Sunday, September 08, 2013

Orgasmic at 19,000 feet

The unthinkable has just happened. Bayerisches Staatsorchester, or the Bavarian State Orchestra, has performed at the Shalimar gardens. The Orchestra was founded in 1523, almost a century before Nur-ud-din Mohammad Salim, known by his imperial name Jahangir, got the Mughal gardens made around 1620. It was iconic in a sense.

There was music. And turbulence.

Since last night both Ali Sagar and Akbar Lone, two of the special attendees who sat in the immediate rows behind their boss Omar Abdullah and Ambassador Steiner of Germany, are strung out. Reliable sources reveal that Sagar had difficulty sleeping at night in Khanyar and kept asking why Zubin Sahib didn’t sing a single song. Akbar Lone, meanwhile, was heard asking if the maestro would be interested in selling his conducting baton (Khabar haz kaeh di yi tuj). Known to conduct the state assembly in a polite fashion, who knows what a yawning Lone had in mind!

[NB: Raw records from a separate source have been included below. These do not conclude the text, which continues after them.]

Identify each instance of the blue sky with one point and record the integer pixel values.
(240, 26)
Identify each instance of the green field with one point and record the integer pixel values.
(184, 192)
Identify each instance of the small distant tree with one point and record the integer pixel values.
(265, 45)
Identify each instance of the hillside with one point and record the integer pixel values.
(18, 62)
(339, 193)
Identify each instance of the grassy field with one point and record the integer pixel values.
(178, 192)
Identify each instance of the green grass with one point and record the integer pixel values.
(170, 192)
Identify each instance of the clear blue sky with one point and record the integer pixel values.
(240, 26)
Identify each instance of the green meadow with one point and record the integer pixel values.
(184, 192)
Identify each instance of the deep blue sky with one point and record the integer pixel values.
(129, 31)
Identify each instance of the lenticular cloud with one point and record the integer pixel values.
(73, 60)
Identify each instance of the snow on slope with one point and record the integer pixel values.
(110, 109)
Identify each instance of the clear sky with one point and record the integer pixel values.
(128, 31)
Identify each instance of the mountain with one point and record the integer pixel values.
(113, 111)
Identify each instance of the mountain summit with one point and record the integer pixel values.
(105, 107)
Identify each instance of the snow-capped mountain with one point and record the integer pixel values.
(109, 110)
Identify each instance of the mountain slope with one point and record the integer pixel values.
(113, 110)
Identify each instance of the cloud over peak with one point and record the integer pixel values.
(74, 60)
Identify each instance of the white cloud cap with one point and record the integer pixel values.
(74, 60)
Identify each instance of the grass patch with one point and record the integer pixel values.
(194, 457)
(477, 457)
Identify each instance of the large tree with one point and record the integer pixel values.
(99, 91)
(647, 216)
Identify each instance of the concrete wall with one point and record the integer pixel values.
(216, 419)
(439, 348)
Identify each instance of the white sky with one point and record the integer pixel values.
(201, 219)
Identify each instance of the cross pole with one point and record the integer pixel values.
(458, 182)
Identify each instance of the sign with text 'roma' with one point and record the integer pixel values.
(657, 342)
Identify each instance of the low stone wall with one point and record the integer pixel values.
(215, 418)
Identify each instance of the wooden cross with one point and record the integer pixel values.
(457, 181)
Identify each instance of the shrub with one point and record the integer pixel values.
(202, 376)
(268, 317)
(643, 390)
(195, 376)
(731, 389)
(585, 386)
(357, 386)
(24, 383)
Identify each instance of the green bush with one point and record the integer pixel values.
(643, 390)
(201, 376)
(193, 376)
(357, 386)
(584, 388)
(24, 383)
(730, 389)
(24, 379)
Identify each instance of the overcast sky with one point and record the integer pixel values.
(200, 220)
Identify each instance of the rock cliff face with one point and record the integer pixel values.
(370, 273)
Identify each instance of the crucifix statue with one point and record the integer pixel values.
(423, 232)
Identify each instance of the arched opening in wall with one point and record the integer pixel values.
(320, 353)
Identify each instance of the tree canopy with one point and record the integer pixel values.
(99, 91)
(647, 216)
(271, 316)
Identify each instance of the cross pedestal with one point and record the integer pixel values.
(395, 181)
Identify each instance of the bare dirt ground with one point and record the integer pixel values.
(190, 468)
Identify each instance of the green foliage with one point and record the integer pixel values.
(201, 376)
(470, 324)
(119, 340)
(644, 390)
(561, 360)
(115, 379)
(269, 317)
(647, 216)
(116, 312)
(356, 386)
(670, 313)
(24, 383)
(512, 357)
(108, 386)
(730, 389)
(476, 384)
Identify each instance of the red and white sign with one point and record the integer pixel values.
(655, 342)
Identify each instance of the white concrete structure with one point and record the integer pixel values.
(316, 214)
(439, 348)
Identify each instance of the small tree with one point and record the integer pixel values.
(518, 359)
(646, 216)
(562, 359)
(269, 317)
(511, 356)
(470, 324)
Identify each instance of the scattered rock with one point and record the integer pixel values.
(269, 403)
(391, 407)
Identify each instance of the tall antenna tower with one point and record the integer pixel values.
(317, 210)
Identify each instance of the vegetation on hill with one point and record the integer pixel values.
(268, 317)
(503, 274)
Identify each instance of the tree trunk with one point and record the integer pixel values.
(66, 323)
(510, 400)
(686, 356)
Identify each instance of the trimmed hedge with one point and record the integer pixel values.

So here we had an acclaimed group from Munich, the musicians of which have been conducted by the great Mozart in the past, playing their brass, woodwind and percussion instruments under the mighty Chinars by the Dal. The ingredients were all there: A world-class ensemble. A posh crowd in attendance. Zubin Mehta, the great maestro, himself. And the famed Dal backdrop. Yash Chopra would have given up his entire stake in the Yash Raj Studios to be here.

It seems that the initial hullabaloo over the concert and how it would give out a wrong image of the Kashmir conflict to the world was quickly overshadowed by melody. This was it: Peace, clean and perfumed, like Gul Panag and Dr Farooq –- the dimpled-mademoiselle from Bollywood and the original disco-dancer from Gupkar. What does Geelani, that sour old man who refuses to shut his mouth even in house-arrest, know about the beauty of Beethoven? Pray, what?

Omar, the local emperor, looked classy in his ultramarine Khan dress. Ever since GQ put him on their cover, he has fallen in love with himself. So his hair is now silver-muted and the eyewear is chic. With the silk handkerchief firmly in the upper pocket of his Raghavendra Rathore Nehru jacket, he threw open the show with a soliloquy on 'new tomorrow'. (There is curfew in large parts of South Kashmir today)

Since no Bombay film is congruous without a villain, so the first set of baddies emerged from among the audiences itself. Most of Omar’s cabinet was caught gaping as if they were brought before a grumpy judge on charges of contempt of the court. Most of the attendees wore an expression that looked like a cross between listlessness and comatose. Whether the list of invitees mistakenly went to the cucumber growers association of J&K remains to be seen?

Oh and there was the dandy crowd from Delhi and Bombay too. They had been airlifted to the valley and included bored rich wives of industrialists in Jacques O sunglasses and second cousins of noted bureaucrats. The top brass of the army and police were also present. It was indeed a sight: Beethoven for the Bourgeoisie, of the Bourgeoisie and by the Bourgeoisie.

May be the highly anticipated peace concert was incomplete without Zubin uncle’s magical revelation, which has become a fashion statement now: I am a Kashmiri. Indeed. So is Rahul Gandhi and Nawaz Sharif. Nehru too was a Kashmiri. SRK too. Heck, everyone is a Kashmiri, even Deve Gowda and Ambassador Steiner. I’m sure Mustafa Kamal, who looked like he was water-boarded at the concert, must expect us to thank Sheikh Muhammad Abdullah for Article 370, which says that only state subjects can own land in Kashmir. Imagine if Mukesh Ambani’s wife, in her super-expensive gown, suddenly decided to be a Kashmiri.

Musicality of the Germans and Zubin’s conducting brilliance apart, there is a reason why so many ordinary Kashmiris voiced their opposition to Beethoven and Wagner in Srinagar. The simple fact is that when the state guns down a few Kashmiris in the afternoon, isn’t it a trifle insensitive for Dr Farooq and the crowd to tap their feet a few hours later? Notes of Haydn and Tchaikovsky in Srinagar cannot cloak the wailing of a mother in Shopian. Can it?

Excuse us for the impertinence of holding a parallel event. It was but a tiny attempt to tell the emperor that he has no clothes on. Give us Zarif Ahmed Zarif and ZGM slouched on grass at the Municipal Park any day over the fake pheran of Bollywood's dimpled-mademoiselle in Shalimar.